Burhaniye’ye inşaatına başladığımız aynı zamanda spor merkezi olarak da kullanılacak bir gençlik merkezi yapacağız. Bu merkezde spor alanları, toplantı salonları, mini spor salonu ve çalışma ofisleri bulunacak. Bu çalışma ofislerinde özel sektörle gençleri buluşturacağız. Liseli ve üniversiteli gençler, meslek içi eğitim ve yeni meslek edindirmeye yönelik çalışmalarını bu ofislerde gerçekleşecekler.
Ayrıca Çavuşdere Spor Kompleksi konusunda bir çalışmamız var. Ahmediye meydanına yakın bir yerde yapımı süren Çavuşdere Spor Kompleksi 70 milyon TL’lik bir yatırım olacak.
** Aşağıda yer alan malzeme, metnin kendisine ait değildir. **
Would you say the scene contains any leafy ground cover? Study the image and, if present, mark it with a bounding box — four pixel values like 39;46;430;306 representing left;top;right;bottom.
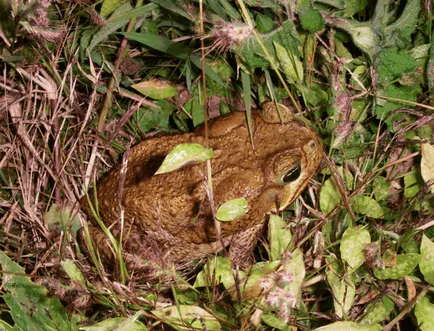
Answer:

Böylesine büyük bir spor kompleksi sadece Üsküdar’a değil tüm İstanbul’a hitap edecek
Yukarıda bahsetmiş olduğum projeler, tüm projelerimiz arasından sadece birkaçı... Göreve geldiğimiz dönemde özellikle Kent Konseyi vasıtasıyla yeni projeler üretecek ve Üsküdar’ın yararına olan bu projeleri hayata geçirmek için gerekli tüm çalışmaları yapacağız.
Elbette bütün bu hizmetleri alabilmek için yerel seçimlerde daha fazla Belediye Meclis üyesi çıkarmamız gerekiyor. Ne kadar fazla Belediye Meclisi üyesi kazanabilirsek Büyükşehir’de de o kadar fazla İl Genel Meclisi sandalyesine sahip oluruz. Böylece Üsküdara ve Üsküdarlılara daha fazla hizmet getirebilme imkanına sahip olacağız. Ancak bunun için Üsküdarlıların genel seçimlerde hangi partiye oy verirlerse versinler, yerel seçimlerde Üsküdar’a hizmet getirebilmek için oylarını bölmeden Ampul’ün üzerine mühür vurmaları gerekiyor. Biz, halkımızın bize vereceği güç neticesinde Üsküdar’a maksimum faydayı sağlayacağız. 29 Mart günü Üsküdar’ın geleceğini Üsküdarlılar belirleyecek. Ve inanıyorum ki 30 Mart sabahı Üsküdar için yepyeni, pırıl pırıl bir dönem başlayacak. Üsküdar 30 Mart sabahından itibaren bir “Hayal Şehir” olmanın ilk adımını atacak.